At its next meeting, the Port of Galveston is reviewing its policy on where to conduct meetings — at city hall or at the port.
While the original change to city hall was implemented to engage the public and enhance transparency and accountability, the port has more significant transparency and governance issues than the location of its meetings.
While some trustees and staff argue that meetings should be held at the port because of the immediate access to port records, the public can believe this argument or chuckle at the absurdity.
This particular argument always brings forth a chuckle, as the staff will not give trustees records even if asked for the documents in advance — much less on the day of the meeting. The public never sees a large portion of the discussed contracts and documents as the materials aren’t posted online.

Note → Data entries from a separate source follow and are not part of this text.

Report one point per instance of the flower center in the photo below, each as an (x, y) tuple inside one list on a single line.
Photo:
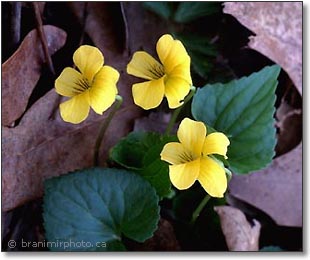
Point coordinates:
[(157, 70), (186, 157), (81, 85)]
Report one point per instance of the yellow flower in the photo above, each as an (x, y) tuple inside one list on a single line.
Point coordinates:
[(190, 159), (170, 78), (94, 85)]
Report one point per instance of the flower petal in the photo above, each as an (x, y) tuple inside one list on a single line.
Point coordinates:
[(176, 89), (171, 52), (148, 94), (89, 60), (67, 84), (76, 109), (212, 178), (182, 71), (192, 135), (216, 143), (144, 66), (103, 90), (175, 153), (184, 175)]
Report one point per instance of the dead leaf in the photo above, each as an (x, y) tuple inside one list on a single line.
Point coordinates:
[(239, 234), (22, 70), (276, 190), (39, 148), (289, 124), (278, 29), (156, 122), (42, 146)]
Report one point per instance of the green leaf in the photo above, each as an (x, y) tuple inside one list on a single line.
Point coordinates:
[(98, 206), (163, 9), (189, 11), (242, 109), (140, 152)]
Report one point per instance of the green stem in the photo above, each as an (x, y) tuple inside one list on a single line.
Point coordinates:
[(177, 111), (200, 207), (104, 126)]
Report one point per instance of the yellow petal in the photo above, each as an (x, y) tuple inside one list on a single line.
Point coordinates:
[(148, 94), (176, 89), (76, 109), (212, 178), (175, 153), (184, 175), (171, 52), (144, 66), (103, 90), (89, 60), (182, 71), (68, 83), (192, 135), (216, 143)]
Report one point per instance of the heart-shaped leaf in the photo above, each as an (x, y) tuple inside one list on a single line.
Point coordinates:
[(242, 109), (98, 206), (140, 152)]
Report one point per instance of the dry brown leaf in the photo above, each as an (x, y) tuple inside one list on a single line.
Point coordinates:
[(22, 70), (239, 234), (289, 124), (43, 146), (40, 148), (278, 29), (276, 190)]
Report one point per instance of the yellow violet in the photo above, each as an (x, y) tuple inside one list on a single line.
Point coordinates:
[(94, 85), (190, 158), (171, 78)]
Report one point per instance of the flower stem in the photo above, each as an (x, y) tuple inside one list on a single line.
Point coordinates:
[(200, 207), (104, 126), (177, 111)]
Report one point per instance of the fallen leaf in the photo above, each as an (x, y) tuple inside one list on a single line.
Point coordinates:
[(276, 190), (40, 148), (22, 70), (156, 122), (278, 29), (289, 124), (43, 146), (239, 234)]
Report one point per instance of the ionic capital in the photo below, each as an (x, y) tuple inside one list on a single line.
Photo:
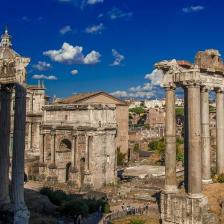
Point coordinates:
[(219, 90), (206, 89), (169, 86)]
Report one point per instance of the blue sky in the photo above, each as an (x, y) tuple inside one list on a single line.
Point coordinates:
[(110, 45)]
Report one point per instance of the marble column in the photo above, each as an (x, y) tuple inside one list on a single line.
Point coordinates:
[(170, 136), (87, 154), (5, 99), (220, 131), (185, 139), (21, 213), (194, 142), (42, 143), (53, 148), (74, 150), (205, 136)]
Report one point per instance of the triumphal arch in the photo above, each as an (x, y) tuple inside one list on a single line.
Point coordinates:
[(198, 79), (12, 80)]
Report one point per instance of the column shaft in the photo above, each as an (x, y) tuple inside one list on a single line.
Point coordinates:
[(194, 142), (170, 133), (205, 137), (4, 143), (186, 139), (220, 131), (53, 149), (74, 151), (42, 148), (87, 154), (21, 214)]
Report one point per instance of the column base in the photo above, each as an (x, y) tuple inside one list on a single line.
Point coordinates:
[(21, 215), (170, 189), (195, 196), (209, 181), (180, 209)]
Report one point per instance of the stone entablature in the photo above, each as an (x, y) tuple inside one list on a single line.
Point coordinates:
[(206, 74)]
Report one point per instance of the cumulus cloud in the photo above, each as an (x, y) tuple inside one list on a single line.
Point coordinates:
[(65, 29), (42, 66), (116, 13), (95, 29), (50, 77), (118, 58), (74, 72), (191, 9), (73, 55), (147, 90)]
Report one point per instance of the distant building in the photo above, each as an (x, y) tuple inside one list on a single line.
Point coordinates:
[(154, 103)]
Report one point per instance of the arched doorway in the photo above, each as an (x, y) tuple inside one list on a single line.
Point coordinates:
[(68, 167), (82, 170), (65, 145)]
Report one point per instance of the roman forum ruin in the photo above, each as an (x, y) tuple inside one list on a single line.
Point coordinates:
[(12, 79), (197, 80)]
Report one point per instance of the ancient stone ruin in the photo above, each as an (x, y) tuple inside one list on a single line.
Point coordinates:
[(197, 80), (12, 79)]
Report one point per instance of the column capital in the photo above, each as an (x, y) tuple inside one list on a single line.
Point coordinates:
[(206, 89), (191, 83), (169, 86), (219, 90)]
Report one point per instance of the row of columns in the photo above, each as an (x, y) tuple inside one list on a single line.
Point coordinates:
[(21, 214), (197, 138)]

Take the last port meeting on Sept. 5. The finance committee previously asked for the bank depository bids to review before casting a vote. Did the board receive the records before casting a vote?
What’s the right thing — for a fiduciary trustee in this scenario? Vote with blind faith, or tell the port staff to hand over the public bid records so trustees can make informed choices?
Similarly, records weren’t posted on a legislative consulting contract. Trustee Elizabeth Beeton questioned the nonstandard clause in the contract that appeared to call for automatic, two-year renewals in perpetuity.
According to the discussion, there was no legislative agenda approved by trustees, review by the port attorney, approval by the board — even though the value with renewals would be over $50,000, or reports on legislative progress.
Would “doing the right thing” allow these type of breaches of public accountability and required public votes?
Doing the right thing, starts with a clear understanding of the separation of duties between the board who sets policy and has oversight responsibilities, and the port director who implements that policy, manages day-to-day operations and presents plans that require board approval before committing to a specific course of action.
It starts with the understanding that government documents are the people’s records, and trustees are authorized to see all documents to legitimately uphold their duties and oath of public office. Otherwise, just hire a port director and abolish the board as it has become superfluous.
Both the master plan and land use (e.g. Del Monte) is being decided by omission. The master plan hasn’t included trustees or the community in the designated policy workshops as outlined in the bid proposal approved by the board.
Yes, I think the port has way bigger transparency and oversight problems than where to hold its meetings, and it’s interesting, if somewhat painful, to watch.